The king must promise his dying wife not to marry any more. Then he lets all women compete, but he doesn't like any as much as she does. He wants his daughter there. She cries and receives a piece of wood from an old woman, which she puts in her mouth and becomes a she-bear. The father is frightened and she runs into the forest. A prince has her tended in his garden and once sees her true form through the window, but quickly she is a bear again. He's getting lovesick. His mother says the she-bear did something to him and has her killed, but the servants only lead her into the forest. The prince finds her again, but talks her in vain, and he dies. His mother has to employ the bear as a carer. The chip falls out of her mouth while kissing. She tells everything and is allowed to marry him.

Remarks

The fairy tale is based on Straparola's Thebaldo (I, 4). Compare with Basile II, 5 Die Schlange , III, 2 Penta Without-Hands . Rudolf Schenda mentions in Gonzenbach No. 38 Von der Betta Pilusa , in Pitrès Sicilia No. 43 Pilusedda , in Calvino No. 103, in De Simone No. 61 La guardiana di galline and 53 newer variants in Cirese / Serafini . The fairy tale was published in German in 1845 in Kletke's fairy tale room , No. 10. Allerleirauh after Perrault / Grimm is particularly well known . In Basile's case, the King's Women's Show parodies the customary eulogies of noble ladies and still appears in Cinderella .

literature

  • Giambattista Basile: The fairy tale of fairy tales. The pentameron. Edited by Rudolf Schenda.
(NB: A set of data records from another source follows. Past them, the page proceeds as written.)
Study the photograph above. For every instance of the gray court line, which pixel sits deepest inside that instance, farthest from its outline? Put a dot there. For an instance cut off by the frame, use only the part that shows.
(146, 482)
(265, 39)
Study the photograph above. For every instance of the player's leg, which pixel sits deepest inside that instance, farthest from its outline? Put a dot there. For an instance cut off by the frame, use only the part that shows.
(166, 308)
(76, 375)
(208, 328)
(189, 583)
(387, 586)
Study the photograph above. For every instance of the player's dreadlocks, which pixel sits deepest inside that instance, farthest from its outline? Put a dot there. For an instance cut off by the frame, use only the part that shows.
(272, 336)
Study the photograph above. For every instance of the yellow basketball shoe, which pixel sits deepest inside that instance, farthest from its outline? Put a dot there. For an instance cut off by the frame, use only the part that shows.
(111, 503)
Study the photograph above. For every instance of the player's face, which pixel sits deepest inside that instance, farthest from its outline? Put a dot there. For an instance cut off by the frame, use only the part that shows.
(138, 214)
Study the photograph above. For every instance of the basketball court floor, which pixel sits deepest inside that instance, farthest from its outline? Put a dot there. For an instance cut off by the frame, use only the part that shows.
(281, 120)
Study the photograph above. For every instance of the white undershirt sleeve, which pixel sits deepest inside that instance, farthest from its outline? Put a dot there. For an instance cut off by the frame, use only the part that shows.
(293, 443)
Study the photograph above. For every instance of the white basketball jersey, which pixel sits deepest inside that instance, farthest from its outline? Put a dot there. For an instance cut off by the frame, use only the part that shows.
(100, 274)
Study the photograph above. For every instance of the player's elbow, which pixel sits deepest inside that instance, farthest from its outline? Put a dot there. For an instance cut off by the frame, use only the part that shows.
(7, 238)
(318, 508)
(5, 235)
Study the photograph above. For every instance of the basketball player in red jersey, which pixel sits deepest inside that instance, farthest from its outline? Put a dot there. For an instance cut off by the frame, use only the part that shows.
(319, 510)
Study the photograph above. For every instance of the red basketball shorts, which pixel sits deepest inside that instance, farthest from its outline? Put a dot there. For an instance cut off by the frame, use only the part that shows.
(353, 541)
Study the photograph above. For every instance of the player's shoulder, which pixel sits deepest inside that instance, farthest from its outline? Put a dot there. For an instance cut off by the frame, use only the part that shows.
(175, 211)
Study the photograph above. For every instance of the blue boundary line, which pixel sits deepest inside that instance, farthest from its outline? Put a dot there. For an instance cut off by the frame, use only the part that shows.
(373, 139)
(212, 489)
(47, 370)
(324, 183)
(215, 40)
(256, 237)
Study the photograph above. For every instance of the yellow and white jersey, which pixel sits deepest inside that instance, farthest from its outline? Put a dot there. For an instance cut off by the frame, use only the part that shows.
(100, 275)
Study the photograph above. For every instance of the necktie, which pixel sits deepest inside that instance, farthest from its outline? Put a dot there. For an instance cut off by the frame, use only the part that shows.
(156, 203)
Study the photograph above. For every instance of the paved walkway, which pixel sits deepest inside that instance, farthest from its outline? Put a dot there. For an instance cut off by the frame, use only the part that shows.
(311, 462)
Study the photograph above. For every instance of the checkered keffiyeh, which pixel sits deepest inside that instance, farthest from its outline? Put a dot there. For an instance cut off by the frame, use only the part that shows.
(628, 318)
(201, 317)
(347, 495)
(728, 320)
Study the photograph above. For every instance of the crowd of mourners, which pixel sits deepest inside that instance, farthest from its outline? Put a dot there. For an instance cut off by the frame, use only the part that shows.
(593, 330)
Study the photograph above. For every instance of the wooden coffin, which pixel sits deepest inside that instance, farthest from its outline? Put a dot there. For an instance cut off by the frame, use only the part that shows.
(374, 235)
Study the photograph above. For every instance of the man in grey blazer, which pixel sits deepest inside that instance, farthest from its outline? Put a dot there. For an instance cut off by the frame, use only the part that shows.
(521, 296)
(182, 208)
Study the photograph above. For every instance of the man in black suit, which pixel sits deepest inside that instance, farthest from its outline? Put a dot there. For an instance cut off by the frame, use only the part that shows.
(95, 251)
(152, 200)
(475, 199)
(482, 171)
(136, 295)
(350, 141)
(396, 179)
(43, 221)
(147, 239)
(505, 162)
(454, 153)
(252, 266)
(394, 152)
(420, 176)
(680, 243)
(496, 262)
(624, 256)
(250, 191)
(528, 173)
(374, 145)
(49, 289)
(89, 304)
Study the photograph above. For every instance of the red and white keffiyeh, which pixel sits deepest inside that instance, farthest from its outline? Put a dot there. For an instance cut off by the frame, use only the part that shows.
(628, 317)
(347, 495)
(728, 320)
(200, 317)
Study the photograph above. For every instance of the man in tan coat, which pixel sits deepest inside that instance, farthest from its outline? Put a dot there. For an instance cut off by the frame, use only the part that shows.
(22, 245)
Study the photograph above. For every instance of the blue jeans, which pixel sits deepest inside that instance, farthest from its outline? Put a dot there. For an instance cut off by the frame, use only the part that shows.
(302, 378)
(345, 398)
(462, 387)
CH Beck, Munich 2000, ISBN 3-406-46764-4 , pp. 165-172, 539-540, 589-590 (based on the Neapolitan text of 1634/36, completely and newly translated).

Web links

Individual evidence

  1. ^ Giambattista Basile: The fairy tale of fairy tales. The pentameron. Edited by Rudolf Schenda. CH Beck, Munich 2000, ISBN 3-406-46764-4 , pp. 589-590 (based on the Neapolitan text of 1634/36, completely and newly translated).